The exhibit “Looking Back at Gee’s Bend: The Photographs of John Reese, 1980” is currently on display at the Chebie G. Bateman building of the Columbus-Lowndes Public Library.
On loan from the Birmingham Public Library, the exhibit explores Gee’s Bend, a unique African-American community situated deep within a bend of the Alabama River in Wilcox County, Alabama. With the existence of only one road in or out of the area and limited transportation, life in Gee’s Bend remained much the same and relatively free of outside influences for decades.
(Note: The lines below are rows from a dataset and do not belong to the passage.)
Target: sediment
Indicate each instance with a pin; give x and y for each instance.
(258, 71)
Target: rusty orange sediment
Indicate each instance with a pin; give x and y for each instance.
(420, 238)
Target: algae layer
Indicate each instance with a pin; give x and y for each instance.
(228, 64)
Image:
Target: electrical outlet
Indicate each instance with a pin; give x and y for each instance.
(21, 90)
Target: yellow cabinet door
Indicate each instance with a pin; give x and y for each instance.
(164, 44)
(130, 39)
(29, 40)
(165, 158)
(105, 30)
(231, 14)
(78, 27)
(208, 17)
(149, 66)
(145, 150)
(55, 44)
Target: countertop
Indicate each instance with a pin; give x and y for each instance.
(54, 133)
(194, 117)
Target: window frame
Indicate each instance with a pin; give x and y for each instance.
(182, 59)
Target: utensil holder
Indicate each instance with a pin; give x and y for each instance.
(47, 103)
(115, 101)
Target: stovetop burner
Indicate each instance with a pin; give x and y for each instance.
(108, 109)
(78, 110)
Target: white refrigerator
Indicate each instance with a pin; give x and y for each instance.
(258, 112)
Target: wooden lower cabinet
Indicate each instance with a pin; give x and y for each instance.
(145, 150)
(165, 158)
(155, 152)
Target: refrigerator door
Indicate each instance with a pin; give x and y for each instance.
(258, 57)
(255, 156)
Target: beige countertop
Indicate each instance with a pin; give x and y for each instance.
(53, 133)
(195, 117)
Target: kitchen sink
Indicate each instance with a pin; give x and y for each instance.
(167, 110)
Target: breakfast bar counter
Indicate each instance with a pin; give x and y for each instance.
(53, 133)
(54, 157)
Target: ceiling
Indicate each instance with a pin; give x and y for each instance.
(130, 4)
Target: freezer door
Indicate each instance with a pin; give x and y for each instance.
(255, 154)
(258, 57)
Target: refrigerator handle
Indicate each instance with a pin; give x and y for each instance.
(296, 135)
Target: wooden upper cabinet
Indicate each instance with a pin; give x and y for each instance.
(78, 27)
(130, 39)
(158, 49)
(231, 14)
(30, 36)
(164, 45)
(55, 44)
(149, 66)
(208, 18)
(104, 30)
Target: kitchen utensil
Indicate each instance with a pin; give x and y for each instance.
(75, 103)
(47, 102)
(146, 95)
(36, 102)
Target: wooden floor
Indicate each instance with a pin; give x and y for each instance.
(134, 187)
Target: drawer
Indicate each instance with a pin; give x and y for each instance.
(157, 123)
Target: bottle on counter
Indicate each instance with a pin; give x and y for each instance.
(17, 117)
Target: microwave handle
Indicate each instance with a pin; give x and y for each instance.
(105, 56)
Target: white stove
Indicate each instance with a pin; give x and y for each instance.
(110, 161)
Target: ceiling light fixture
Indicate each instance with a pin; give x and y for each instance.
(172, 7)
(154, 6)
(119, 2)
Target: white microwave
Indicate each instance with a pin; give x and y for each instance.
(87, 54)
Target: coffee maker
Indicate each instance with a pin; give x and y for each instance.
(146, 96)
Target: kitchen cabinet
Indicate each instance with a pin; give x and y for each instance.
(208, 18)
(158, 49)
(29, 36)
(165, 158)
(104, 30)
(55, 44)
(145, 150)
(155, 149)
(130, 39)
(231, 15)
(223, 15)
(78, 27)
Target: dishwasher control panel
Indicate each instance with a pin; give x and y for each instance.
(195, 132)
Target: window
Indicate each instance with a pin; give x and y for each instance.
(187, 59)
North Carolinian Joseph Gee originally settled the area. Gee and the planters who succeeded him brought slaves into the area to work their cotton fields. Following the Civil War and emancipation, many former slaves remained in Gee’s Bend (the Bend), choosing to work as tenant farmers. During the Great Depression many white landowners were forced into bankruptcy and therefore the federal government purchased large tracts of their lands in the Bend. This land was then divided into 40-acre units, with a house and a two-story barn built on each unit. The government then sold these farms to African-American residents at affordable prices.
In an effort to capture this distinctive community, the Birmingham Public Library began documenting the area in 1978. This endeavor resulted in the creation of 450 photographs taken by photographer John Resse from 1980-81 of the life and people of the Bend. Reese captured portraits of residents, pictures of houses, barns, churches, baptisms, the school, landscapes, farmers, and quilters. Select images from this collection are included in the “Looking Back at Gee’s Bend” exhibit.
The exhibit is on display now until Tuesday, Feb. 26 of Black History Month.